Rússia amplia repressão e registra aumento histórico em casos de alta traição

Justiça russa passou classificar como 'alta traição' inclusive tentativas de fugir do país ou de transferir muito dinheiro para o exterior

O ano de 2023 marcou um aumento significativo no número de julgamentos por alta traição na Rússia. Até agora, os tribunais do país já processaram 70 casos do gênero, 37 deles julgados. Os números foram revelados na quinta-feira (21) pelo projeto de direitos humanos Primeiro Departamento, que ainda identificou outros episódios não registrados, o que leva o total para aproximadamente uma centena.

De acordo com relatório publicado pela entidade, a questão está diretamente relacionada à guerra com a Ucrânia e à forma como muitos russos têm reagido a ela, levando o governo a intensificar a repressão. Diante da insatisfação popular, o Judiciário apertou o cerco e tornou-se menos tolerante com ações que em outros tempos eram corriqueiras e não configurariam crime.
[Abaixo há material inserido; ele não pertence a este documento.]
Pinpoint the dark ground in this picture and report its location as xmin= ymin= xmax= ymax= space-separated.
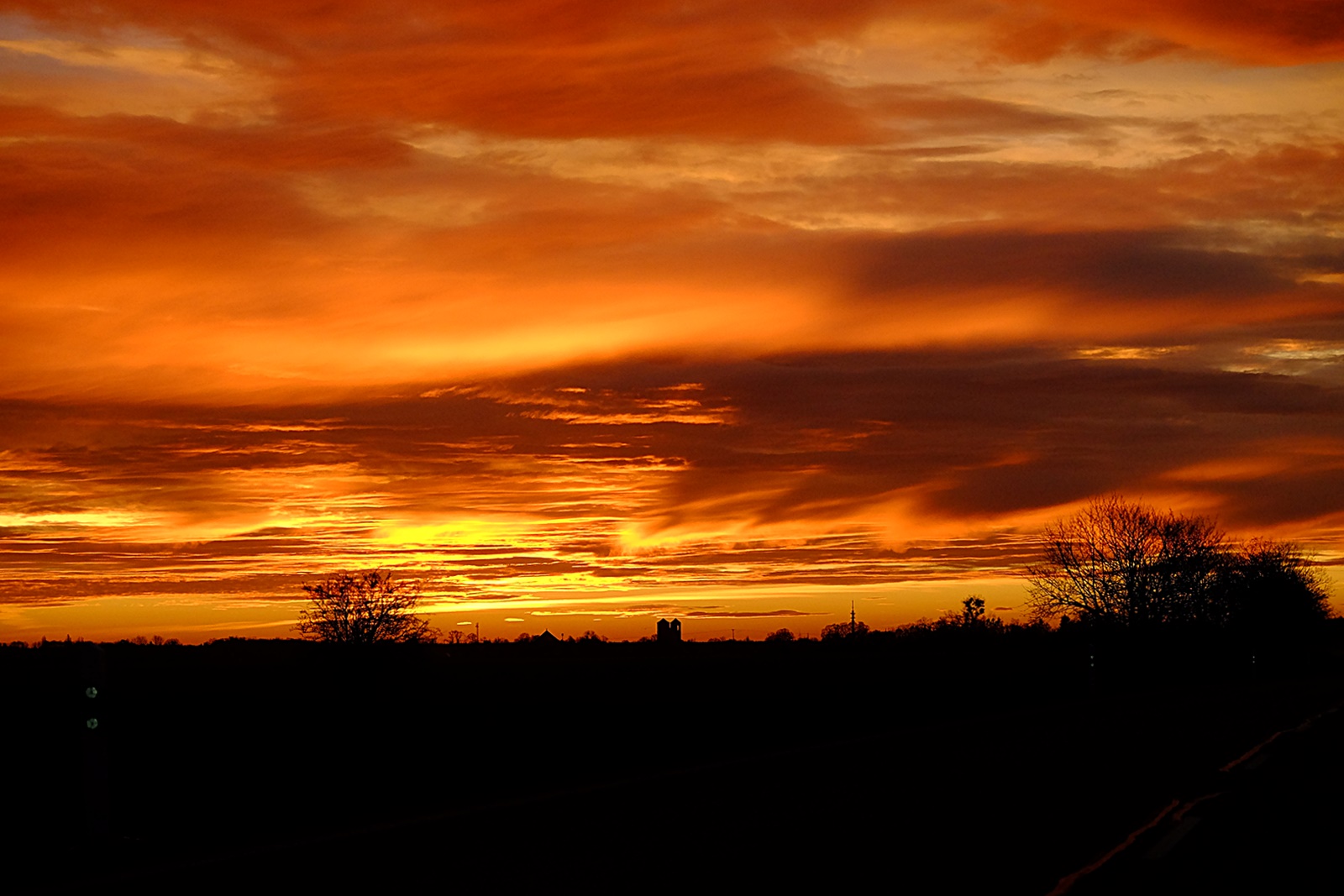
xmin=8 ymin=636 xmax=1344 ymax=896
“O ‘limite da sensibilidade’ das forças de segurança está diminuindo rapidamente. A divulgação de notícias da Ucrânia, a transferência de várias centenas de rublos ou o desejo de deixar o país começaram a ser reconhecidos como alta traição”, disse o advogado do Primeiro Departamento Evgeny Smirnov.

O presidente da Rússia, Vladimir Putin: russos em fuga devido à guerra (Foto: Wikimedia Commons)

O levantamento aponta 63 processos por alta traição levados aos tribunais neste ano, 33 deles já julgados. Os outros sete casos, quatro julgados, foram enquadrados em um artigo diferente, porém equivalente, do Código Penal russo: “Cooperação numa base confidencial com Estado estrangeiro, organização internacional ou estrangeira”, inserido na lei somente no ano passado.

Estes, no entanto, são apenas os casos registrados oficialmente pelos tribunais russos. Investigação conduzida pelo Primeiro Departamento mostra muitos outros pendentes, levando o total para 98. E é possível que existam ainda mais, considerando o sigilo que vem sendo adotado principalmente em processos militares.

“Acredito que houve mais de cem casos de traição apresentados neste ano, e o número continua aumentando”, afirmou Smirnov.

Insatisfação popular

Não por acaso, a cidade campeã de casos foi Rostov-on-Don, no sul do país, com nove processos por traição abertos, três deles já julgados. Foi lá que o Wagner Group deu uma de suas mais importantes cartadas durante o motim de 23 de junho.

Foi após assumirem o controle de Rostov-on-Don que os mercenários iniciaram a marcha rumo a Moscou, interrompida somente graças a um acordo medida pelo presidente de Belarus, Alexander Lukashenko, um importante aliado do homólogo russo Vladimir Putin.

Em julho deste ano, em artigo para o think tank Foreign Policy Research Institute, o analista Colin P. Clarke afirmou que os combatentes do Wagner Group tiveram “boas-vindas de heróis” na cidade, um importante foco de insatisfação com o governo.

“Os russos locais trouxeram comida e água para os combatentes e entoaram o nome do Wagner, indiscutivelmente a marca mercenária mais reconhecida do mundo, uma fonte de orgulho para muitos nacionalistas russos”, diz Clarke na publicação.

Críticas à guerra

Um figura conhecida que foi julgada e condenada por traição é o jornalista Vladimir Kara-Murza, sentenciado a 25 anos de prisão no início deste ano como parte dos esforços do governo russo para reprimir a dissidência. Em julgamento a portas fechadas, ele foi considerado culpado por disseminar “informações falsas” sobre o exército russo e por ter conexões com uma “organização indesejável.”

Kara-Murza é um jornalista e ativista da oposição que possui cidadania russa e britânica. Ele sobreviveu a dois envenenamentos, em 2015 e 2017, que ele acredita terem sido realizados pelo Kremlin, embora as autoridades russas neguem envolvimento. Ele também era um colaborador próximo do líder da oposição Boris Nemtsov, assassinado em Moscou em 2015.

Para aqueles julgados e condenados neste ano, caso do jornalista, a situação é consideravelmente mais difícil porque a pena prevista em lei aumentou bastante. Antes, o limite era de 20 anos de prisão, mas desde abril os réus acusados de traição podem ser sentenciados até à prisão perpétua.

E, segundo projeção de Dmitry Zair-Bek, chefe do Primeiro Departamento, a situação não vai melhorar em 2024. “Definitivamente haverá mais vereditos em casos de traição no próximo ano”, disse ele.